Ask a room full of high-achieving women about their career accomplishments, and you’ll undoubtedly hear the same story from many of them: At one point or another, they were convinced that they weren’t as smart and talented as everyone else thought they were.

It’s a familiar feeling for Zoya Zayler, Canada inclusion and diversity lead at Accenture. A 2019 Mercedes-Benz Emerging Leader Award winner, she believes that impostor syndrome was one of her biggest career obstacles. “Even when I received promotions or [new] roles, I felt like, ‘Oh, wow, I really lucked out,’ or ‘Wow, if they find out that I actually don’t have these skills, I’m screwed,’” she said at an event organized by Mercedes-Benz Canada, which supports female visionaries through the automotive manufacturer’s She’s Mercedes platform and an ongoing partnership with the Women’s Executive Network.

The good news is that self-doubt doesn’t have to hold you back. Here are a few facts we know about this thinking – and how we can change our mindset for the better.

Imposter syndrome is super common.

Some research estimates that around 70 percent of people have felt it. A recent survey sent to all of Harvard’s medical and dental students found that 18 percent of female respondents met the criteria for “intense” imposterism – despite being bright enough to get into an Ivy League school. So remember: That inner voice claiming you’re not good enough is a liar.

Know that slip-ups are no big deal.

It’s believed that there’s a link between perfectionism and imposter syndrome. If you feel a self-imposed (and, frankly, unrealistic) pressure to do your job flawlessly at all times, it’s worth remembering that we all make mistakes – especially when we’re doing something new.

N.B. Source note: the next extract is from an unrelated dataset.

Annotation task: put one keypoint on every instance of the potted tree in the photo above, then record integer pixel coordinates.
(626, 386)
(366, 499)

Giving yourself credit is key.

Psychologists believe that impostor syndrome is partly due to an inability to internalize our successes. Instead, we credit external factors, like good luck. So if you’re doing a stellar job at work, own it.

Learning to accept positive feedback can help.

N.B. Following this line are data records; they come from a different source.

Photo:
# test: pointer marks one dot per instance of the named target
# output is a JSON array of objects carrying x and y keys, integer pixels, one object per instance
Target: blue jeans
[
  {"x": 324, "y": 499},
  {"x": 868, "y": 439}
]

When your boss praises your accomplishments, do you downplay them? Suzanne Imes and Pauline Rose Clance, who pioneered research into imposter syndrome in the late ’70s, suggest keeping a record of positive feedback – as well as taking note when you resist accepting it. Once you notice this habit, try to listen and take in the compliments. Finding a mentor who’ll highlight your strengths can also be a huge benefit.